Local family services agencies are getting ready for new technology coming to Florida. It's called Family-Match and it helps match adoptive families with children in foster care. It uses the same compatibility matching as eHarmony and Match.com. It matches families and children based on more than just age race and gender of a child. Instead, it looks different attributes like parenting styles, how someone copes among other things.
"We can know everything there is to know about a family and what they are looking for in a child and make a match based on that information, but it’s those other levels of compatibility that we might not necessarily know until a child is actually in a home," said Michelle Weisheit of Family Support Services of North Florida.
In Duval and Nassau counties there are 150 children currently available for adoption in the foster care system. Weisheit said there's sometimes a misunderstanding of children in foster care.
“In foster care, a child is in foster care because of something that’s been done to them, not because of something they have done,” said Michelle Weisheit with Family Support Services of North Florida.
Thea Ramirez is the founder of Adoption Share. It’s the organization responsible for Family-Match. She says agencies needed another tool to help with adoption.
"They needed a network. They needed to see where all of their families were but they also needed a more scientific method of matching kids with families to really maximize and promote the permanency that they needed, that the kids needed," said Ramirez.

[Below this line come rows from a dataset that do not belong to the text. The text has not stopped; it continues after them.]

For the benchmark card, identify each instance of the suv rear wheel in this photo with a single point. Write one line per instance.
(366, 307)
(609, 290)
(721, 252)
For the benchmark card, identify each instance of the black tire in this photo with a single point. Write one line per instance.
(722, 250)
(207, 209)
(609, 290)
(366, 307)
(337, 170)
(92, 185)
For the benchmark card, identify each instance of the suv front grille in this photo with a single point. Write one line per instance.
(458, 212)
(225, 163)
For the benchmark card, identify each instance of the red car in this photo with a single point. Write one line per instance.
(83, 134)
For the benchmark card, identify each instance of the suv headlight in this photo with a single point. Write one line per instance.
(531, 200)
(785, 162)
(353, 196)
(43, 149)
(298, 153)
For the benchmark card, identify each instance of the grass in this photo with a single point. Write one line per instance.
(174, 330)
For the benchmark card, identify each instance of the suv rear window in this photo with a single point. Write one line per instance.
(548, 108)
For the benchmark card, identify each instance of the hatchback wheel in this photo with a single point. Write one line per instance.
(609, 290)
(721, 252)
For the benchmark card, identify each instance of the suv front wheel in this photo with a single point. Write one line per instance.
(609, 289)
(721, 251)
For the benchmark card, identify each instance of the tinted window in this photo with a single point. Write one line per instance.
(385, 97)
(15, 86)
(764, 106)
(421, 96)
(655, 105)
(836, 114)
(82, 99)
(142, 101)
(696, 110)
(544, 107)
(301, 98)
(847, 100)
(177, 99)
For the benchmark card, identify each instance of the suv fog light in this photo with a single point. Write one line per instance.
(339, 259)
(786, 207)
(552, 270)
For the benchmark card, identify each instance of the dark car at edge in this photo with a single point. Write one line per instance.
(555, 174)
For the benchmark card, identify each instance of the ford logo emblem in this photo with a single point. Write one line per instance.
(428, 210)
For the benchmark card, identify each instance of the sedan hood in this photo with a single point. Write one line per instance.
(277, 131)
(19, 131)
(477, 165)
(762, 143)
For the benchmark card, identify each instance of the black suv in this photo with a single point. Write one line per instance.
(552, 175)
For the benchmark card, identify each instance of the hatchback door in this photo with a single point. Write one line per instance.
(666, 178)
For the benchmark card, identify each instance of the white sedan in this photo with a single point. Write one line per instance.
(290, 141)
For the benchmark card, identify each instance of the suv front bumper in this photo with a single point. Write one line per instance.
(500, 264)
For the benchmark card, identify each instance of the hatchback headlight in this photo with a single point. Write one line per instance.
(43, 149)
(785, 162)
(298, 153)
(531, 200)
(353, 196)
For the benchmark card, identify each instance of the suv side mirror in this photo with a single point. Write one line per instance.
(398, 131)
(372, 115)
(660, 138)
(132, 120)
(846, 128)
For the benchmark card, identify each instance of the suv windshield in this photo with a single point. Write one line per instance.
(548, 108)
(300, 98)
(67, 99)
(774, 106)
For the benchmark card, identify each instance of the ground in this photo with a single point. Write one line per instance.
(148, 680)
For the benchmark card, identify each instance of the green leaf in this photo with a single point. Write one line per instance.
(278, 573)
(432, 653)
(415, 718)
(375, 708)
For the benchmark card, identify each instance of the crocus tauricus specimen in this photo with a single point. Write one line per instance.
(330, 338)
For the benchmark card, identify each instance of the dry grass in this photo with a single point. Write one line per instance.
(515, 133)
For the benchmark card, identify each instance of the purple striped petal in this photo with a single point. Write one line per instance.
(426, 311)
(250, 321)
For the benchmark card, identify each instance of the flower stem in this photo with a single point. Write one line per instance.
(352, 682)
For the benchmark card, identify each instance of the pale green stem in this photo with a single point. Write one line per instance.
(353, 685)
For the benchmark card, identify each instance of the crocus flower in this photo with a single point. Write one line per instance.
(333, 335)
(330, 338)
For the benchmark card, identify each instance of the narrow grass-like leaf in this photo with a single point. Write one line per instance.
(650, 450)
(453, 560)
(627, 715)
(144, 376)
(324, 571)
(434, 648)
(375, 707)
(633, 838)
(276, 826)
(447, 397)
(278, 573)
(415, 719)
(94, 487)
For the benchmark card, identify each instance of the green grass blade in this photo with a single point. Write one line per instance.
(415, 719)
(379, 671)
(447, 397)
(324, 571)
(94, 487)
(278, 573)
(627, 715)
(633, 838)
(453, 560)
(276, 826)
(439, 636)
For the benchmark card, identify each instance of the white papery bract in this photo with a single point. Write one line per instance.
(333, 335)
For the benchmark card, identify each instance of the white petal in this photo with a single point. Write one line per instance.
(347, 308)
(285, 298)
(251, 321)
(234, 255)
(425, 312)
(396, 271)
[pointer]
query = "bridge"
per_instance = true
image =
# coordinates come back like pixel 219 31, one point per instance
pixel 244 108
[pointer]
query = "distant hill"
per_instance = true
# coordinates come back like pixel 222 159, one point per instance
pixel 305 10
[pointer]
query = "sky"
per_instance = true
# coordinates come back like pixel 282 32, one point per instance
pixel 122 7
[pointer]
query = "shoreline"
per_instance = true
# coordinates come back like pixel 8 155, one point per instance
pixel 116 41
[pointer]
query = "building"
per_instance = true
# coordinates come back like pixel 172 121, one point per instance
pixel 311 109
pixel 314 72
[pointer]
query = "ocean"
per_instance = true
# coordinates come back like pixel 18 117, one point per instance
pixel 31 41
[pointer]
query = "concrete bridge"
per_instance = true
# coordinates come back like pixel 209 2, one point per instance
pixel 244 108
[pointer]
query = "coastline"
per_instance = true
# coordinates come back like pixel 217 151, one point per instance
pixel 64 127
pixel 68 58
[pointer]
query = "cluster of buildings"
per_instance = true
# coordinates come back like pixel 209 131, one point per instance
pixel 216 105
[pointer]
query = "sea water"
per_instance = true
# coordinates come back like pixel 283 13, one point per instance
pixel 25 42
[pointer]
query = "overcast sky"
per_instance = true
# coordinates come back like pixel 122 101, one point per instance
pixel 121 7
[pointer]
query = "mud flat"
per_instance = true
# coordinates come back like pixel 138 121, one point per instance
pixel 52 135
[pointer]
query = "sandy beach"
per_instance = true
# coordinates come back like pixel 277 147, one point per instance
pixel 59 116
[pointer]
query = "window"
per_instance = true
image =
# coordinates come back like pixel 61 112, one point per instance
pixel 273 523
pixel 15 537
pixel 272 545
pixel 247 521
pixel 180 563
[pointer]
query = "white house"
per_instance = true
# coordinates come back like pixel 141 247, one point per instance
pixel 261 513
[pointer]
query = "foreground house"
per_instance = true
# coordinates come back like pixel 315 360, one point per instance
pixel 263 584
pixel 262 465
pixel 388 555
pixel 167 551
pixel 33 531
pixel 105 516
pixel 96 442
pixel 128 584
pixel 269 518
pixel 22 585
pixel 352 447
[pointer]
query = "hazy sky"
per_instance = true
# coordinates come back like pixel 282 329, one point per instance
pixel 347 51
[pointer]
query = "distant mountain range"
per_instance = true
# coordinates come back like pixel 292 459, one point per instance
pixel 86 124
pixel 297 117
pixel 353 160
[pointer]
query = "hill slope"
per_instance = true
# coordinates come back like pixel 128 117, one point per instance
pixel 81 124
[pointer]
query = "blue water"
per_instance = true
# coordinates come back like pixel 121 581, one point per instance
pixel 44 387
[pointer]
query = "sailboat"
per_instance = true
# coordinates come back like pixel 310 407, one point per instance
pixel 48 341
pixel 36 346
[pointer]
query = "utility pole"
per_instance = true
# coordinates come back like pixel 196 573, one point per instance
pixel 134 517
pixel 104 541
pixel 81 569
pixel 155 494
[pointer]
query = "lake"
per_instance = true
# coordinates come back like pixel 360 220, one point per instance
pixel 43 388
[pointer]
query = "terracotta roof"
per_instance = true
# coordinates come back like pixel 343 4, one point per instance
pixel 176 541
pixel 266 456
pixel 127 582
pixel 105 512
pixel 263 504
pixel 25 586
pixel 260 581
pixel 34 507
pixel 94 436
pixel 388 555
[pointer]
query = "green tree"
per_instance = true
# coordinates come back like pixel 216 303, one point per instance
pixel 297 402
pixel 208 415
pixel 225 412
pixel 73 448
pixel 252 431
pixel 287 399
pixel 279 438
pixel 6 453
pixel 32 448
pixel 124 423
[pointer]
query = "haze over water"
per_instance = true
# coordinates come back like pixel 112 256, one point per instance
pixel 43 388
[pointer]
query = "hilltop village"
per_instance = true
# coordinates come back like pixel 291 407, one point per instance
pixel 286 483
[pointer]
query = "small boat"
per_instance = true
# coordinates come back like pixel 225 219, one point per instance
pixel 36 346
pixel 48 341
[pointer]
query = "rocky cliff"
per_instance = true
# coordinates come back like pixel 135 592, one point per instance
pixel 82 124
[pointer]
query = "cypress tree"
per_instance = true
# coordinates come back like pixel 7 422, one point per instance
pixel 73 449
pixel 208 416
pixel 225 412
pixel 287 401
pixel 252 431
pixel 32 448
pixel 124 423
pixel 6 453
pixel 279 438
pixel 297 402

Each time a child has to move, Weisheit says it’s traumatic for everyone involved, especially the child.
"They tend to then have a disbelief that there is a family out there that would be willing to adopt them, that there would be a family who wants to love them, that wants to keep them safe, that wants to incorporate them into their lives," said Weisheit.
And on the First Coast, Family-Match means more older kids finding families.
"Just looking our current pool today in Florida, of the families that are signing on to join, over 40% of them are interested in a child over the age of 10. That is exciting," said Ramirez.
"Even though we know sometimes after an adoption is finalized there’s always the possibility that something could happen, we want to make sure that once this adoption finalizes, if we see you again, it’s because you’re coming to say 'hi'," said Weisheit.